One such proposal came from Margaret Noble (popularly known as Sister Nivedita) in 1905, the young Irish disciple of the nineteenth-century Hindu reformist and protonationalist Swami Vivekananda. Under Nivedita’s supervision, students at the Nivedita Girls’ School in Calcutta stitched a national flag, which she then presented to the Indian National Congress.
Nivedita’s visualization of Indianness conflated (a particular notion of) Hindu identity with Indian national identity. Thus, the flag had 108 jyotis, or oil lamps, around the border, a vajra, the thunderbolt symbol of the god Indra in the center, and the legend Vande Mataram (Victory to the Mother), the popular slogan of the antipartition agitations, inscribed across the flag in Bengali script (Singh 1991, pp. 20–21).

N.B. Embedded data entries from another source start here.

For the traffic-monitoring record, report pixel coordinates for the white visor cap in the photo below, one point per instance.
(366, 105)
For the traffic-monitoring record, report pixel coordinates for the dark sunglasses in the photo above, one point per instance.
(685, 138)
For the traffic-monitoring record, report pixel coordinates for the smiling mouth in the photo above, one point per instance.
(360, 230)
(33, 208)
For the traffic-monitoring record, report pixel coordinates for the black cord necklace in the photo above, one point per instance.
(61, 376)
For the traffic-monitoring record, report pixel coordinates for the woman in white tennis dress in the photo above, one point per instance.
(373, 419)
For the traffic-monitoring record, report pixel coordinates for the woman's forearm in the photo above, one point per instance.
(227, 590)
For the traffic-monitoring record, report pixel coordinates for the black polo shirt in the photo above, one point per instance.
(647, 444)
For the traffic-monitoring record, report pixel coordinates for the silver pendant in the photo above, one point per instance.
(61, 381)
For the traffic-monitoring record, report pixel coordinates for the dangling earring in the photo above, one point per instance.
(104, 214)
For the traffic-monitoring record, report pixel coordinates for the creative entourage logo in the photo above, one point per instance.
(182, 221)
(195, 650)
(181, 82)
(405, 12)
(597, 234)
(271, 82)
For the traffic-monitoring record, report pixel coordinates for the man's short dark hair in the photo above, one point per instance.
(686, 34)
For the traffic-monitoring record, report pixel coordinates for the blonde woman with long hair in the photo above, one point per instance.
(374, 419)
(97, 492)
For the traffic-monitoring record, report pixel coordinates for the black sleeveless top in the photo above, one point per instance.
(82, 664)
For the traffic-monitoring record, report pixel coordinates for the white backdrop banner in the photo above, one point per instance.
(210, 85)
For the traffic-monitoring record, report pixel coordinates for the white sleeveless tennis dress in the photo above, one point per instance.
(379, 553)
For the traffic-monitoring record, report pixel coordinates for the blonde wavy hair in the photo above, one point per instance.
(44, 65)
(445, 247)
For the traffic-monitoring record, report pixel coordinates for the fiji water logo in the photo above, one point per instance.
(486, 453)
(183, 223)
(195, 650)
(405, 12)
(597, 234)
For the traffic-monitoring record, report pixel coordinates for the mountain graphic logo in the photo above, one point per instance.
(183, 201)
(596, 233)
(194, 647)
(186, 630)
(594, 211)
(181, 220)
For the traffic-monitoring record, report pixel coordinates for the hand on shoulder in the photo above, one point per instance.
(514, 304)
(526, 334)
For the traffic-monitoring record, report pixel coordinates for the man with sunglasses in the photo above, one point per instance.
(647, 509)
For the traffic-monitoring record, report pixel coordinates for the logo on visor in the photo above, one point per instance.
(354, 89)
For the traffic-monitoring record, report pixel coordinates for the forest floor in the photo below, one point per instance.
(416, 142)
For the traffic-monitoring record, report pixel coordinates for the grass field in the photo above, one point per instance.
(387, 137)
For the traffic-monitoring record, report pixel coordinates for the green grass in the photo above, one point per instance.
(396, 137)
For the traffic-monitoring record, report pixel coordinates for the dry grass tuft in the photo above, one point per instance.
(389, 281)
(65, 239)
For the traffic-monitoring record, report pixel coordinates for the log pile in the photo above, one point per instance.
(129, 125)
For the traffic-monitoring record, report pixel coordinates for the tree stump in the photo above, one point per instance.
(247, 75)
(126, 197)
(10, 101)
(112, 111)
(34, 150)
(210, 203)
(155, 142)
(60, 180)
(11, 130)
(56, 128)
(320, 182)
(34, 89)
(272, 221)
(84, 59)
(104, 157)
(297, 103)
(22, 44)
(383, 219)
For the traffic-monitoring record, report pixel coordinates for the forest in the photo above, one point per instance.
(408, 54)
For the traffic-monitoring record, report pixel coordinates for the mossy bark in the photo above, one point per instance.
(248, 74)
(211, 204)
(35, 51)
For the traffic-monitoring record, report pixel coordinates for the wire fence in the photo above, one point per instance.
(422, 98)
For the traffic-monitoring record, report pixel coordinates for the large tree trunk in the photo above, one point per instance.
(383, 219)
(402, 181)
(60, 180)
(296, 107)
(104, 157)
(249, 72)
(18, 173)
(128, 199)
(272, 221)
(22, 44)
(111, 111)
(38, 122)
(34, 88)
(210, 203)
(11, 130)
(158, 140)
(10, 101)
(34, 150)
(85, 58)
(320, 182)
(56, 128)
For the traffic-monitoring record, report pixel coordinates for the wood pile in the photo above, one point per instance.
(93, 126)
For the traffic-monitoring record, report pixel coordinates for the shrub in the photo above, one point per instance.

Although the idea to design a flag was inspired by international exemplars (such as the flags of the French revolution and the Boxer uprising in China), Nivedita was acutely conscious of the need to translate or indigenize this inspirational source by designing a flag that could resonate with Indians. As she confessed in a letter sent to a friend in England:
“Unfortunately I took the Chinese war-flag as my ideal and made [the Indian flag] black on red. This does not appeal to India, so the next is to be yellow on scarlet” (cited in Singh 1991, p. 20)
As we will shortly see, similar discussions about the appropriate colors and symbols of Indianness would be a common theme of flag debates throughout the nationalist movement and in the postcolonial period as well. Nivedita’s self-conscious location as an outsider may well have pushed her to adopt an overtly Orientalist version of what the authentic inner core of India looked like: oil lamps, renunciatory shades of yellow and scarlet, and holy thunderbolts as the visible signs of Hindu spiritualism.